The Effect of a 1999 Rule Change on Obesity as a Factor in Social Security Disability Determinations
- After the 1999 rule change, there was an immediate and sharp decline in the number of applications with obesity recorded as the primary impairment. Despite this initial decline, obesity has increasingly been recorded as an impairment since that time (although predominantly as a secondary impairment). By the end of our observation period, the number and share of applications with a recorded obesity impairment were at or above pre-1999 levels.
- After 1999, relatively few applications with an obesity impairment were categorized in the Endocrine System, the body system under which obesity was listed in the years before the policy change. The largest share of applications with obesity recorded as an impairment are in the Musculoskeletal System category. In addition, because adjudicators still found it to be an important component of reduced functional capacity for many applicants, there was a large increase in applications with obesity in the Unknown Body System category.
- Among applicants with obesity recorded as an impairment, allowance rates at the initial determination fell dramatically after the 1999 delisting, with the largest decline for those in the Endocrine System category. In contrast, allowance rates at the initial level for those with obesity impairments in other body system categories rose (albeit at a slower rate). Similar to applications, the majority of allowances among those with obesity impairments were recorded under the Musculoskeletal System.
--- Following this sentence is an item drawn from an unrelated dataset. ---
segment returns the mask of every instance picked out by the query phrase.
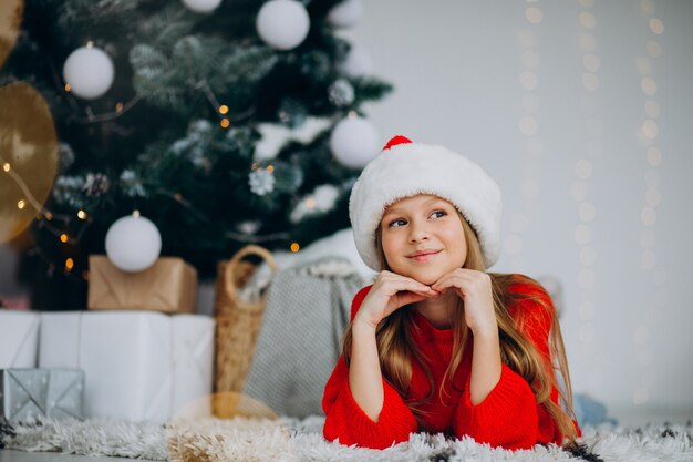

Obesity prevalence in the United States has risen at a rapid rate in recent decades, a time during which applications to federal disability programs have also increased substantially. SSA removed obesity as a discrete listing in the Listing of Impairments in 1999 in an attempt to more closely align allowances made for obesity with applicants’ ability to engage in substantial gainful activity. This paper uses SSA Disability Determination (831) data to identify trends in recorded impairments of obesity among working-age applicants with initial determinations from 1990 through 2012. We find that the 1999 policy change shifted the recording of obesity from predominantly in the primary impairment field to the secondary impairment field, shifted the body system category of applicants with obesity recorded as an impairment, decreased the share of applications with recorded obesity impairments receiving an initial allowance, and increased the use of vocational factors in allowances made to applicants with obesity impairments.